Farseer Law: Scaling for Code LLMs

• Farseer Law is a refined scaling framework for code LLMs that models validation loss as a function of model size (N) and training tokens (D) with N-dependent exponents.
• It employs a combination of stretched exponential and power-law coupling to accurately extrapolate loss behaviors from small experiments to full-scale, compute-intensive settings.
• Farseer Law outperforms classical scaling laws like Chinchilla by revealing super-linear data-to-parameter requirements and enabling near-zero loss predictions at high resource regimes.

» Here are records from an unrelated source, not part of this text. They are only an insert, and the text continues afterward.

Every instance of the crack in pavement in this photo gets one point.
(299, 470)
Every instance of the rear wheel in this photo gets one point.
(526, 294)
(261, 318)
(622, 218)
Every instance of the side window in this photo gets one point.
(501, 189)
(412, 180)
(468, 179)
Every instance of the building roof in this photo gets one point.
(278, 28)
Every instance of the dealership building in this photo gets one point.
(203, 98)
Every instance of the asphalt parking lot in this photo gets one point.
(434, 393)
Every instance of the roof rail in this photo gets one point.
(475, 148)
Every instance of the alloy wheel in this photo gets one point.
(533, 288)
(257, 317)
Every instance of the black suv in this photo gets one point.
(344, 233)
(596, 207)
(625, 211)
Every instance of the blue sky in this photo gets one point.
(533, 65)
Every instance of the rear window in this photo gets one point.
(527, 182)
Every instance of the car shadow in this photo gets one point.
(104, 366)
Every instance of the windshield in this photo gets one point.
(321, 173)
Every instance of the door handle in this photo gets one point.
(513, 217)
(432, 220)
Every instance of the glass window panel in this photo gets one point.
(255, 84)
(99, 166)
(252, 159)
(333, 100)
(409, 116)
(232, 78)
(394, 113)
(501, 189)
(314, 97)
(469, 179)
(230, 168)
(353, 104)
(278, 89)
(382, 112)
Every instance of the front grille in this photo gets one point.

Farseer Law is a refined, empirically-driven scaling law for LLM training, developed to address limitations in prior scaling law formulations such as Chinchilla in accurately predicting loss as a function of model size and data size across scales and modalities. The law provides substantially enhanced predictive accuracy in extrapolating performance metrics from tractable small-scale experiments to highly resource-intensive production LLM settings, with explicit coupling between parameter count ($N$) and training data token count ($D$). Distinctively, Farseer law's exponents are themselves parameterized as functions of $N$, yielding a flexible model of how loss decays with additional data and scale. It is especially valuable in code modeling, where the data-to-parameter ratio must grow super-linearly and previous scaling heuristics consistently underestimate data requirements.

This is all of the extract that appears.